Re: Split RAID: Proposal for archival RAID using incremental batch checksum

NeilBrown <neilb@xxxxxxx> · Wed, 29 Oct 2014 20:05:01 +1100

On Wed, 29 Oct 2014 12:45:34 +0530 Anshuman Aggarwal
<anshuman.aggarwal@xxxxxxxxx> wrote:

> I'm outlining below a proposal for a RAID device mapper virtual block
> device for the kernel which adds "split raid" functionality on an
> incremental batch basis for a home media server/archived content which
> is rarely accessed.
> 
> Given a set of N+X block devices (of the same size but smallest common
> size wins)
> 
> the SplitRAID device mapper device generates virtual devices which are
> passthrough for N devices and write a Batched/Delayed checksum into
> the X devices so as to allow offline recovery of block on the N
> devices in case of a single disk failure.
> 
> Advantages over conventional RAID:
> 
> - Disks can be spun down reducing wear and tear over MD RAID Levels
> (such as 1, 10, 5,6) in the case of rarely accessed archival content
> 
> - Prevent catastrophic data loss for multiple device failure since
> each block device is independent and hence unlike MD RAID will only
> lose data incrementally.
> 
> - Performance degradation for writes can be achieved by keeping the
> checksum update asynchronous and delaying the fsync to the checksum
> block device.
> 
> In the event of improper shutdown the checksum may not have all the
> updated data but will be mostly up to date which is often acceptable
> for home media server requirements.
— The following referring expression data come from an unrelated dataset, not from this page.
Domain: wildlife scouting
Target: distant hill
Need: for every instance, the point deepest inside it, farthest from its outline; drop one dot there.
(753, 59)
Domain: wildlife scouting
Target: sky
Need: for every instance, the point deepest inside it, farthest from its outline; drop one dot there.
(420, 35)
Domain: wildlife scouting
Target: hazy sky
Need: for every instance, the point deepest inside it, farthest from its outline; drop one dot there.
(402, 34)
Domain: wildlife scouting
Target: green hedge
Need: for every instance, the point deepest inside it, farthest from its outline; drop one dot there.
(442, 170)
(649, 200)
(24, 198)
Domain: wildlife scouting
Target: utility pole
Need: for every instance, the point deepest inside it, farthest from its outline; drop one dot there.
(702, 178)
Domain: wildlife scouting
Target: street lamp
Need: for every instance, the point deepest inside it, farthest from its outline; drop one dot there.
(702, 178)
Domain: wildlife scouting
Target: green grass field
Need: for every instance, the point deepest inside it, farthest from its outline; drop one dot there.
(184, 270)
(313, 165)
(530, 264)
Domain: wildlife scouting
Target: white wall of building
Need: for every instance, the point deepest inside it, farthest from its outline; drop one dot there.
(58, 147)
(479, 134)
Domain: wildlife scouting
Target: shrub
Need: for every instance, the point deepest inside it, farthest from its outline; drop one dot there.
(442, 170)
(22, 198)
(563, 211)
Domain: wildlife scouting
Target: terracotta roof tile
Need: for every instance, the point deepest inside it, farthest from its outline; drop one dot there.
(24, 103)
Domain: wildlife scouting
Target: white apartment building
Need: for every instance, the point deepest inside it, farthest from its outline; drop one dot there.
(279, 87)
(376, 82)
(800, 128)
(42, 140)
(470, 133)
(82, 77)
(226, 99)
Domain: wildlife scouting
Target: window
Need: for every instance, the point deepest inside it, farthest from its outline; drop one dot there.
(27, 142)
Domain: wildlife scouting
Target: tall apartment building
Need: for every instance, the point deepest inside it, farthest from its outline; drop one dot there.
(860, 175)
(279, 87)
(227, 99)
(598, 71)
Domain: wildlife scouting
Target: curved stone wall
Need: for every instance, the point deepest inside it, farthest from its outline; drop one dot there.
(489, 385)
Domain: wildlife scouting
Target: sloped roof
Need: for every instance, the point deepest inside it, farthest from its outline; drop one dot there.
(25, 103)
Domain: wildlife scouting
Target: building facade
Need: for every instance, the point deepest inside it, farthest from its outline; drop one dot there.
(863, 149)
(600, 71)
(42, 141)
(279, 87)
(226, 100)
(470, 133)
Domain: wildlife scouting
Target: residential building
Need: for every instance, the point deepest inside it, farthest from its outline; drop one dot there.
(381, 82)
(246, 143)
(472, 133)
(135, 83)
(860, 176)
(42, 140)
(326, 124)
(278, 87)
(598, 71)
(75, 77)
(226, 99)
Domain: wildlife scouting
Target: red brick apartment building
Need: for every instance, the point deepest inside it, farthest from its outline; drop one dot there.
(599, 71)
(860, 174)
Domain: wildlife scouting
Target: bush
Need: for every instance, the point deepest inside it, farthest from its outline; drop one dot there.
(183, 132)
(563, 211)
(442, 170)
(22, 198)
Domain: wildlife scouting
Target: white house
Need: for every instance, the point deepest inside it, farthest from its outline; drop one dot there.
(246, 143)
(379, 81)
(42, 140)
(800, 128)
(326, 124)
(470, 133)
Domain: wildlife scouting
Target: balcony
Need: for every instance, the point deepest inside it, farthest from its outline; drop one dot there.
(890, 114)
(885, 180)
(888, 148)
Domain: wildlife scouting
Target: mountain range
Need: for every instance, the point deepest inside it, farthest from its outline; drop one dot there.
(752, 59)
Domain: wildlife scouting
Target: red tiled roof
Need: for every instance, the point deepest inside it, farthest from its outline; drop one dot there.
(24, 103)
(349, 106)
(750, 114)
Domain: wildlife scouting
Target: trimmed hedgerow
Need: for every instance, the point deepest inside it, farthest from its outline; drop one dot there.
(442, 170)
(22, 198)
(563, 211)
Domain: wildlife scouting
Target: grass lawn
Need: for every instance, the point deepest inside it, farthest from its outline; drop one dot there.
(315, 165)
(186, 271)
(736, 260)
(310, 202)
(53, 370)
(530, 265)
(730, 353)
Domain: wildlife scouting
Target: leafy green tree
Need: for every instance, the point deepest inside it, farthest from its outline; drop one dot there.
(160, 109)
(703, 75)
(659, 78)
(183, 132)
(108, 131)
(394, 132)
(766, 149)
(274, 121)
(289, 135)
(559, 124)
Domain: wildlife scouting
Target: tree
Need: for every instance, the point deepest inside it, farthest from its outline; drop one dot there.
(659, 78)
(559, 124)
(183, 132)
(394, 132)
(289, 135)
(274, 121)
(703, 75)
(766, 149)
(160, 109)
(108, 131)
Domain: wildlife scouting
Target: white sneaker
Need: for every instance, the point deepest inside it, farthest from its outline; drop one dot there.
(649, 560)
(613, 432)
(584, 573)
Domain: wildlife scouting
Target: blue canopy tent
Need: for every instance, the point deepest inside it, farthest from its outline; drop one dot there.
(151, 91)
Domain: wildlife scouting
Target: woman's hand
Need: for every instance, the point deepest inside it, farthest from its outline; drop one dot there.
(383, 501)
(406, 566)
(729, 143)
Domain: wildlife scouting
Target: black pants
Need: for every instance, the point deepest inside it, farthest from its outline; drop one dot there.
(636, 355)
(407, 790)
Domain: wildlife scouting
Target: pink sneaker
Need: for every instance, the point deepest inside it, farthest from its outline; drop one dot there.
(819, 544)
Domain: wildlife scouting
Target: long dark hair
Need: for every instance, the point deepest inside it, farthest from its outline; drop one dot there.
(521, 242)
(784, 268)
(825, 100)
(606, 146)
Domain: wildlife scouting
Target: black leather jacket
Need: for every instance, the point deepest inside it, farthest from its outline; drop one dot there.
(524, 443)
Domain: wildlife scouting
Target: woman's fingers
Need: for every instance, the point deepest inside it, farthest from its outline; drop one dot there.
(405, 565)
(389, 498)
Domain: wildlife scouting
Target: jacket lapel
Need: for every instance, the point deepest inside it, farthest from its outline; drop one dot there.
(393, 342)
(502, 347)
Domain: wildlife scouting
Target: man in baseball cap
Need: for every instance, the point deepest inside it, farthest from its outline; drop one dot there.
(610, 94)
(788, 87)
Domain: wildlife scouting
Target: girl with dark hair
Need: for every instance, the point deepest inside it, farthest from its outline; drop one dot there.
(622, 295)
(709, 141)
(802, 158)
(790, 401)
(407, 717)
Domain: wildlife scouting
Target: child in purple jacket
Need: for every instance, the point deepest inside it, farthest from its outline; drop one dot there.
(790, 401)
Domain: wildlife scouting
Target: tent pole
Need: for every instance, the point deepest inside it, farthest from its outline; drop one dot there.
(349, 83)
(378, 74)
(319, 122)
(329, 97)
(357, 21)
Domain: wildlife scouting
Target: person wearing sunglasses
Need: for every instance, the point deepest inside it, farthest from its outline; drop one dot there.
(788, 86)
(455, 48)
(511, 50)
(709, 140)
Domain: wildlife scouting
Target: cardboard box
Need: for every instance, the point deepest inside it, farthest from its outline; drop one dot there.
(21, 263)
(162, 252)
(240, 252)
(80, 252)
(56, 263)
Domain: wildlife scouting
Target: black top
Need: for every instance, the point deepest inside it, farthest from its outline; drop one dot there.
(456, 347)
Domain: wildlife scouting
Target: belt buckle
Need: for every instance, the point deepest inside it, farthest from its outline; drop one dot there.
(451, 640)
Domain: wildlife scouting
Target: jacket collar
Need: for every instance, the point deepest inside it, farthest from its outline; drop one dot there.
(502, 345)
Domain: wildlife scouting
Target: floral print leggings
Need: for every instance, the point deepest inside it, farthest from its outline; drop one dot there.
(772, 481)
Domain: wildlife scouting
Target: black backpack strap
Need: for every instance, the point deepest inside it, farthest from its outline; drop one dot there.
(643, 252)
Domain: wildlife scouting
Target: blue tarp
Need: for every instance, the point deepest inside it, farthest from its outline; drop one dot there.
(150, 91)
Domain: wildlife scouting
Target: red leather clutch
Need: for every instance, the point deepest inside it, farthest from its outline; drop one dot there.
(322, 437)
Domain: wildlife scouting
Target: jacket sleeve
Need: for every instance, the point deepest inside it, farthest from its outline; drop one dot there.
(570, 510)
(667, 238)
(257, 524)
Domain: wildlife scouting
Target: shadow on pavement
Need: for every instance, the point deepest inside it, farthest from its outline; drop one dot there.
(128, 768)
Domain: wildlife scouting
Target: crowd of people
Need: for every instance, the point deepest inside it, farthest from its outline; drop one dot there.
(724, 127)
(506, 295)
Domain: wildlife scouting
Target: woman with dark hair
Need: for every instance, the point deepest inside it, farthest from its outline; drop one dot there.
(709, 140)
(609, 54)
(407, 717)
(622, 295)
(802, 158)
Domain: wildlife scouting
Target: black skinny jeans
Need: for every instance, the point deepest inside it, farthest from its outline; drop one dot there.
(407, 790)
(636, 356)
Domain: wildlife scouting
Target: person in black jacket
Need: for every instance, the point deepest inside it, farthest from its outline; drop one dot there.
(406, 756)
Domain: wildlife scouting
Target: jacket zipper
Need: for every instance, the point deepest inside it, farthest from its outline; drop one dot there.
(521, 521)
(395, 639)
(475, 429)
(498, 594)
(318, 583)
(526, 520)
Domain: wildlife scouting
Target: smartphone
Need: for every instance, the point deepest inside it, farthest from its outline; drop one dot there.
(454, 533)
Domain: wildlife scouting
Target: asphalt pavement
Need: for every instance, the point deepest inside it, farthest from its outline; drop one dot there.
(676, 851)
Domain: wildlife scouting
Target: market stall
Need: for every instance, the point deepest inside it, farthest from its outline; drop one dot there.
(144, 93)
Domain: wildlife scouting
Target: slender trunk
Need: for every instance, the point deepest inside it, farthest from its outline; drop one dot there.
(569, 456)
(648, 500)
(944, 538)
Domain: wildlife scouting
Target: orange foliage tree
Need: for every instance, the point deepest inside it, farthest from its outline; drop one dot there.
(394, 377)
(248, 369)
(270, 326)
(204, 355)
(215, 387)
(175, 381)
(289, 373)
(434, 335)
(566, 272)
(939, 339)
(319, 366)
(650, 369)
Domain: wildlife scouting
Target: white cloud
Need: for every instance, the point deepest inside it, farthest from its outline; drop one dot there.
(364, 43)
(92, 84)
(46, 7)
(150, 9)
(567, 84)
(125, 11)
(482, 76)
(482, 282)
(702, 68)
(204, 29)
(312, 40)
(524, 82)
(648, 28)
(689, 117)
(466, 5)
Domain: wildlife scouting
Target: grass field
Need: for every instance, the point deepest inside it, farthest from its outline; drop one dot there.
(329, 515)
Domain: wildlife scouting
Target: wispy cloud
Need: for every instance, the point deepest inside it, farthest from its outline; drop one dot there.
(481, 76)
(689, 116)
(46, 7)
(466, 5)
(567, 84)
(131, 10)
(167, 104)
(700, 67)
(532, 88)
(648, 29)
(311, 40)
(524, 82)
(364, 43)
A flag can be set in case the
> checksum block device was shutdown properly indicating that  a full
> checksum rebuild is not required.
> 
> Existing solutions considered:
> 
> - SnapRAID (http://snapraid.sourceforge.net/) which is a snapshot
> based scheme (Its advantages are that its in user space and has cross
> platform support but has the huge disadvantage of every checksum being
> done from scratch slowing the system, causing immense wear and tear on
> every snapshot and also losing any information updates upto the
> snapshot point etc)
> 
> I'd like to get opinions on the pros and cons of this proposal from
> more experienced people on the list to redirect suitably on the
> following questions:
> 
> - Maybe this can already be done using the block devices available in
> the kernel?
> 
> - If not, Device mapper the right API to use? (I think so)
> 
> - What would be the best block devices code to look at to implement?
> 
> Neil, would appreciate your weighing in on this.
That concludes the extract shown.